Tell me, is there something in the water? Have all of my acquaintances suddenly taken a crazy pill and decided they get to control what I put on here as well as tell me how to run my career? Because at least as fucked up as my family is they lay of me professionally. I know I have attained a certain amount of success. Thanks to people showing me the way, helping me out, not all of them get mentioned. If I named everyone who ever helped me out with grocery money this blog would be never ending. And even though the person probably deserves an obligatory mention, which means I would have eventually gotten around to it, I will
NOT be bullied into doing something out of guilt or perceived obligation.
I’ve helped a lot of people out. They thank me at the time. Some have parlayed that help into something bigger. Do I get the credit for it, no. Does it bother me that they don’t freaking sky write it for me to be noticed by the public at large? No. And in the end all I did was make the initial meeting possible. They did the hard work of nurturing the relationship and parlaying it into something pretty awesome. All the credit goes to them.
I mentioned in an earlier blog that I knew what it was like to go to bed hungry and wake up hungry. I was accused of lying. I was told this blog was nothing but a pity party and pure fiction and that I didn’t know the truth from fiction anymore.
My life much like the bipolar disorder is filled with extreme highs and lows. Which can make it difficult to sound happy. I never expected blow back from a blog I sat down to write as a thank you to you and use it as a way to from my memoirs. The person I speaking about is my ex. And out of respect I have not broadcast the tumultuous details of the journey we’ve taken from couple to good friends. He wasn’t great boyfriend material, but I was a batshit crazy untreated bipolar 19 year old. I’m not even going to mention his name. Because well, I’m big on paying it forward but I’m pretty private when it comes to that sort of thing.
Does it piss me off that his wife wants to take credit for it all? Well, I’m only human, of course it does. She didn’t write the books. She didn’t edit the books. She didn’t write the screenplays. Or enter the contests or submit to publishers or publish. They paid for one $40 advert and one $25 haircut outside the groceries.
I hate to say it, but HATERS ARE MOTIVATORS. And she wanted a thank you. So thank you. For the above mentioned things. One thing I will not do is give them any more space in my life.

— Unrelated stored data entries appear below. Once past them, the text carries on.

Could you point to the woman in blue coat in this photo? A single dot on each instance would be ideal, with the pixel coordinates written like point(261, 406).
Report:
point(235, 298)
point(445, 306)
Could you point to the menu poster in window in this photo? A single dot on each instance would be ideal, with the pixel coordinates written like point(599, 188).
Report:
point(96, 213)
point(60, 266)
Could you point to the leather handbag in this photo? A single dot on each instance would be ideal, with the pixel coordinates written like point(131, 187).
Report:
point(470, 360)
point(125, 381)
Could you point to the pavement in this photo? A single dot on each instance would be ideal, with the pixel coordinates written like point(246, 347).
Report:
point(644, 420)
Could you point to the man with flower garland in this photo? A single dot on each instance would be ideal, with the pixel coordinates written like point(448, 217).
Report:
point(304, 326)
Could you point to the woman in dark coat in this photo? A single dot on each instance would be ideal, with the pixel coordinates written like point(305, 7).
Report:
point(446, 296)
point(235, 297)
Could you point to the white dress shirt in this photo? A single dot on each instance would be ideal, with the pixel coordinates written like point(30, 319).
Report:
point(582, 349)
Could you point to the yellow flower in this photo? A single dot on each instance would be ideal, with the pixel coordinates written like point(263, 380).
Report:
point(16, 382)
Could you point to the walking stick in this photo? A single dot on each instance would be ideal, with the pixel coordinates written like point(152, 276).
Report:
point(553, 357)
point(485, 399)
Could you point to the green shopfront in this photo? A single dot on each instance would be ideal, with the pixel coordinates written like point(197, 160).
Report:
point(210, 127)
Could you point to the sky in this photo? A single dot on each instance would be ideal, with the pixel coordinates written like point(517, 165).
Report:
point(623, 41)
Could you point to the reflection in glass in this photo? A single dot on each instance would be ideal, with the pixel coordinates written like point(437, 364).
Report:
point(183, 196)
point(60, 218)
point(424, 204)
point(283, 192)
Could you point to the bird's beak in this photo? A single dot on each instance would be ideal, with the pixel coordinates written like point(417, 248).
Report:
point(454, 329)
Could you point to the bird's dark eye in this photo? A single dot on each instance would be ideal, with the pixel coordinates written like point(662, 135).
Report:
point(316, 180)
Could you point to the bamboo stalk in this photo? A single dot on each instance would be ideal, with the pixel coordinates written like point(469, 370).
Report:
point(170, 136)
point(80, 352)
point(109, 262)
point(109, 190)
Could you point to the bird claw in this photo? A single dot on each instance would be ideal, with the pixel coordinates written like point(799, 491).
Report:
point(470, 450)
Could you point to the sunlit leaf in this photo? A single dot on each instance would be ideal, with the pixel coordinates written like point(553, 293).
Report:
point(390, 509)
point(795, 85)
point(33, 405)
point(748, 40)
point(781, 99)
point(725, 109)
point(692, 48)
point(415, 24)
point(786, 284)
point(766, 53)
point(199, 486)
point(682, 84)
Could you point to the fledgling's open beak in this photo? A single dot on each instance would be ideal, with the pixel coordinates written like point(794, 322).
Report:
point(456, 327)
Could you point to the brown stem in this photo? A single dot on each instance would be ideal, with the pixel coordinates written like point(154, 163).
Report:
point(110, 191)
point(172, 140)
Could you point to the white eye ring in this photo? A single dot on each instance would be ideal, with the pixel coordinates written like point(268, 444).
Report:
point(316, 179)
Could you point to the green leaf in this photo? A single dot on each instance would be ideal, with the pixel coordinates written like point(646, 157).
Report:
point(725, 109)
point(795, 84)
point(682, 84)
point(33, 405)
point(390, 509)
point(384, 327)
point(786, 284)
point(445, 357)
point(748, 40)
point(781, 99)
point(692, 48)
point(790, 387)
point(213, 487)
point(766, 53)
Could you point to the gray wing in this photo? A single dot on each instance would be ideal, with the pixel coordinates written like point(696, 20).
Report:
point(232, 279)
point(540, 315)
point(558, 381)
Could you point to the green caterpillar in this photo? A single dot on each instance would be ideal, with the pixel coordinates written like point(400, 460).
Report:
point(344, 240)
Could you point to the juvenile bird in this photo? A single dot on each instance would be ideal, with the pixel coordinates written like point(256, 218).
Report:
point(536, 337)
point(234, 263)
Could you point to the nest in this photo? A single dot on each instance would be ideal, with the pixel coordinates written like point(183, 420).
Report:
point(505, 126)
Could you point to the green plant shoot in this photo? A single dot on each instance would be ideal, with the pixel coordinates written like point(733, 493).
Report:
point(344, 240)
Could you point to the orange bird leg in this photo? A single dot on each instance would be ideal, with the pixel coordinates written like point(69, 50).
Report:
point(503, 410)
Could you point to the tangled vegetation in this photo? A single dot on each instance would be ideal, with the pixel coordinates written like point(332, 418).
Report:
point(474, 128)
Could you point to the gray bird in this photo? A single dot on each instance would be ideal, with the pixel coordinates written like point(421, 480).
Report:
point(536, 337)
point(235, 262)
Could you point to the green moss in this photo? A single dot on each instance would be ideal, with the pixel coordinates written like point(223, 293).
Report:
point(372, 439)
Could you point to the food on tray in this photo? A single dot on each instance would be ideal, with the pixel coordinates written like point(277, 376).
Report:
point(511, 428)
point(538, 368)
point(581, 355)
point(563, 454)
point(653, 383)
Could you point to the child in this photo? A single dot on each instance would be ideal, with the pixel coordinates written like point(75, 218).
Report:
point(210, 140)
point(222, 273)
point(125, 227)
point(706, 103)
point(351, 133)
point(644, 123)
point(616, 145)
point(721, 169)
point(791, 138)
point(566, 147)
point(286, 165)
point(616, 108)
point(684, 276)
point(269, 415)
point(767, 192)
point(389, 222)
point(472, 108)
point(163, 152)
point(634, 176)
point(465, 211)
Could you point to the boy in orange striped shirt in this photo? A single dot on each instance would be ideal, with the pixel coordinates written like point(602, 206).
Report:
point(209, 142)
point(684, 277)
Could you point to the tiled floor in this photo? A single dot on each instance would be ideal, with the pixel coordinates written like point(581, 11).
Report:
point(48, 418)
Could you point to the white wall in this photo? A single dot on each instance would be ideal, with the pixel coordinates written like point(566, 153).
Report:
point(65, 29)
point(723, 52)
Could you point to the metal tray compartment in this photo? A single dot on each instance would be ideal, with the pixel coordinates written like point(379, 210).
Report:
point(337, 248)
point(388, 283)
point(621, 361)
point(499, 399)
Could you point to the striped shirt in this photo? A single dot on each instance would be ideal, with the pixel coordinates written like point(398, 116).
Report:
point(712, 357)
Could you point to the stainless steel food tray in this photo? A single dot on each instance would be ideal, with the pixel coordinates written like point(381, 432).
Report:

But like I said highs and lows right? I mentioned other professional friends, right. That I’ve earned the reputation as being something of a marketing whiz. I honestly don’t know how it happened. But I was taught everything I know by the likes of Christine Bell, Lea Schizas, and the film industry as a whole.
I was asked today to be the marketing director of a new epub company. And the series I’m working on BELLA MORTE has been accepted for publication there. ALL 8 BOOKS! So as hard as the week has been I have only one more stressful event to attend to. The signing at Joseph –Beth. After that clear sailing.